Laughing, I replied, “As is the world. We’re already dealing with mass migration, primarily as a result of war and the climate crisis. Contrary to common belief, people don’t abandon everything they know and travel thousands of miles at great risk to themselves and their children, simply because they desire a better life. We have to start thinking globally rather than nation by nation. For now, we can create jobs in environmental restoration, much as we did with infrastructure. We’ve done a hell of a lot of damage to the planet, and it’s in everyone’s best interest to clean it up.
“There’s also the notion that just because we can use robots doesn’t mean we should. There are places where it may be better to hire human beings, at least for now. Governments can play a role in leveling the playing field between humans and machines. Machines don’t get sick, but they don’t buy the products they make, either. That’s a good place to start, but it still relies on the concept of the job as the basis for the economy.
“That’s not to say that there won’t be a role for work, but it will only play an increasingly smaller part, as the cost of employing robotics becomes ever more trivial. What may replace work is open to debate, but in the absence of a plan, what replaces it will be war.”
“But hasn’t history shown that increasing levels of productivity result in higher wages and a better standard of living?” the Vice President-elect asked.
“That may have been true when there were strong labor unions to fight for a shorter workweek and fewer work hours. Increasing hours of leisure resulted in stronger consumer demand and steady growth. The experience was quite different in post-industrial Japan where, thanks to the ‘job for life’ business model and the inability to shed unneeded workers, increasing productivity resulted in stagnation.

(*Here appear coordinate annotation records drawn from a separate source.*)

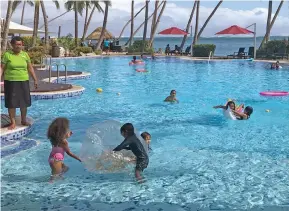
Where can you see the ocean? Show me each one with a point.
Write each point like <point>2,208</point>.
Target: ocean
<point>224,45</point>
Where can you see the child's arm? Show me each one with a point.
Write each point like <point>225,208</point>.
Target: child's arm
<point>220,106</point>
<point>67,150</point>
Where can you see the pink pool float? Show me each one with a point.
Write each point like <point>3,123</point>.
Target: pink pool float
<point>274,93</point>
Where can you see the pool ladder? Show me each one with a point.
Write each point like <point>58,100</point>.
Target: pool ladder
<point>57,69</point>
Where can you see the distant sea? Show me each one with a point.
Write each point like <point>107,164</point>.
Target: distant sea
<point>224,45</point>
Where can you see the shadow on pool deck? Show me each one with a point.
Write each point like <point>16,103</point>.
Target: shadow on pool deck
<point>49,87</point>
<point>34,202</point>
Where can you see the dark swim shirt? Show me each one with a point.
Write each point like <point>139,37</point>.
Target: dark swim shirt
<point>134,144</point>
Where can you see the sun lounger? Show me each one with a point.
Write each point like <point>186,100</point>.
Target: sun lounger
<point>241,54</point>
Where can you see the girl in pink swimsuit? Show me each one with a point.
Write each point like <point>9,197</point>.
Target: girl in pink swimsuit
<point>58,133</point>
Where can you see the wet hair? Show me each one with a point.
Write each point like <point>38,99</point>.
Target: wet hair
<point>16,39</point>
<point>229,103</point>
<point>145,134</point>
<point>57,130</point>
<point>248,110</point>
<point>128,129</point>
<point>173,91</point>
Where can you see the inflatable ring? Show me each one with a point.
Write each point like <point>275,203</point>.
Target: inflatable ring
<point>274,93</point>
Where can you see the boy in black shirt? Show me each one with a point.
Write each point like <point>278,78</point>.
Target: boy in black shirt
<point>131,142</point>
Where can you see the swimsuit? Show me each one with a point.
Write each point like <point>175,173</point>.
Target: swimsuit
<point>134,144</point>
<point>56,154</point>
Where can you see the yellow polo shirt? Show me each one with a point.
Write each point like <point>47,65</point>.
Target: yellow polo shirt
<point>16,66</point>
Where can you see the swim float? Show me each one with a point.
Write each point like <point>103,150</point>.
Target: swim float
<point>274,93</point>
<point>141,70</point>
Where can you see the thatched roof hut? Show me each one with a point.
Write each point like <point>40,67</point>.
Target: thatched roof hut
<point>95,35</point>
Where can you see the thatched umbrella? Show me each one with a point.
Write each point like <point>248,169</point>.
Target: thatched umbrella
<point>95,35</point>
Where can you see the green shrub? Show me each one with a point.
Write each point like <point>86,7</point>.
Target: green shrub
<point>137,47</point>
<point>203,50</point>
<point>82,49</point>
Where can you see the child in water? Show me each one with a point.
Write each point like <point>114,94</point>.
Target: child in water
<point>131,142</point>
<point>245,115</point>
<point>172,97</point>
<point>58,133</point>
<point>147,137</point>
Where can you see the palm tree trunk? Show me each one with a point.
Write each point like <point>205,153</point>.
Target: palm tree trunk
<point>36,22</point>
<point>140,26</point>
<point>145,26</point>
<point>88,22</point>
<point>75,24</point>
<point>85,21</point>
<point>208,19</point>
<point>269,20</point>
<point>157,22</point>
<point>120,35</point>
<point>154,18</point>
<point>197,23</point>
<point>272,23</point>
<point>6,26</point>
<point>103,25</point>
<point>188,25</point>
<point>132,23</point>
<point>45,24</point>
<point>22,15</point>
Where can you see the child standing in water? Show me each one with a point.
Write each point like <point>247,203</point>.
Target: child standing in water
<point>131,142</point>
<point>147,137</point>
<point>58,133</point>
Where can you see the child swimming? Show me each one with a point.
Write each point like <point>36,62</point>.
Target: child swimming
<point>131,142</point>
<point>58,133</point>
<point>245,115</point>
<point>147,137</point>
<point>172,97</point>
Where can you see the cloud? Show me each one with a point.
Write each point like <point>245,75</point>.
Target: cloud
<point>175,14</point>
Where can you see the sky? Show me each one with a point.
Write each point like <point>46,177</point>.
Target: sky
<point>242,13</point>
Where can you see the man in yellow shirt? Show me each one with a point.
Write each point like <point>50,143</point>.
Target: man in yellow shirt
<point>16,66</point>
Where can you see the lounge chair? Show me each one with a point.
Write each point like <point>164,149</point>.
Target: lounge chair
<point>241,54</point>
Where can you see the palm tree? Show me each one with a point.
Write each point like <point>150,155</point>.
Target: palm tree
<point>77,7</point>
<point>107,4</point>
<point>164,3</point>
<point>141,25</point>
<point>132,23</point>
<point>197,23</point>
<point>120,35</point>
<point>145,26</point>
<point>271,24</point>
<point>45,19</point>
<point>97,6</point>
<point>208,19</point>
<point>189,24</point>
<point>35,22</point>
<point>269,19</point>
<point>6,26</point>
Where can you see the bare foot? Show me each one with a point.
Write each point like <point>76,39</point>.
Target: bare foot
<point>12,126</point>
<point>25,123</point>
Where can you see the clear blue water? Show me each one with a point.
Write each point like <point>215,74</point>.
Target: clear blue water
<point>199,157</point>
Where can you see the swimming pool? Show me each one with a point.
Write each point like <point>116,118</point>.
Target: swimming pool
<point>199,158</point>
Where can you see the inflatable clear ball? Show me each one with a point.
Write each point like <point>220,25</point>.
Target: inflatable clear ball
<point>96,151</point>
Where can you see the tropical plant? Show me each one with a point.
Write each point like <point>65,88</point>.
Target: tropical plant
<point>6,26</point>
<point>77,7</point>
<point>271,24</point>
<point>145,25</point>
<point>188,25</point>
<point>107,4</point>
<point>121,33</point>
<point>88,4</point>
<point>164,3</point>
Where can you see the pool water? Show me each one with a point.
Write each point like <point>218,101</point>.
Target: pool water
<point>199,157</point>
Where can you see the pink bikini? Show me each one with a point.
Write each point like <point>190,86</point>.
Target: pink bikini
<point>56,154</point>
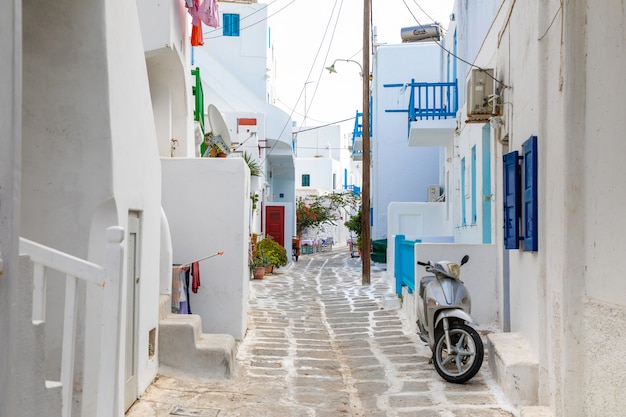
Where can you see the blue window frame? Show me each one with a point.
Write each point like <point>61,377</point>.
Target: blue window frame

Shorter work hours were anathema to the Japanese psyche and although it was great to be able to promise full employment, Japan couldn’t compete with countries such as China, Korea and Vietnam, which replaced the U.S. and Japan as the world’s industrial powerhouses.
“But the population’s decreasing,” the Vice President-elect reiterated. “We’re already seeing worker shortages in critical fields.”
“And most of those shortages are in fields that cannot be automated, such as nursing and education. Remember when there was a shortage of long-haul truck drivers?” I asked. “No one talks about that anymore, now that automated trucks have proven to be both safer and more reliable than their human-driven counterparts, and that’s the key, Mr. Vice President. No matter how much the population falls, thanks to automation, the employment rate will fall even faster.”
“But in the industrial age, automation and assembly lines lead to the growth of new jobs that were never conceived of before,” the Vice President-elect countered. “The same was true of the information age. Why won’t that happen again?”
Taking a deep breath, I explained, “Henry Ford mass produced cars that everyone could afford, in effect, creating demand for his own product. Previously, the automobile was a niche item, built by a team of skilled artisans for wealthy customers, one at a time. Not only was the assembly line much more efficient, but it was labor-intensive, creating jobs on a massive scale.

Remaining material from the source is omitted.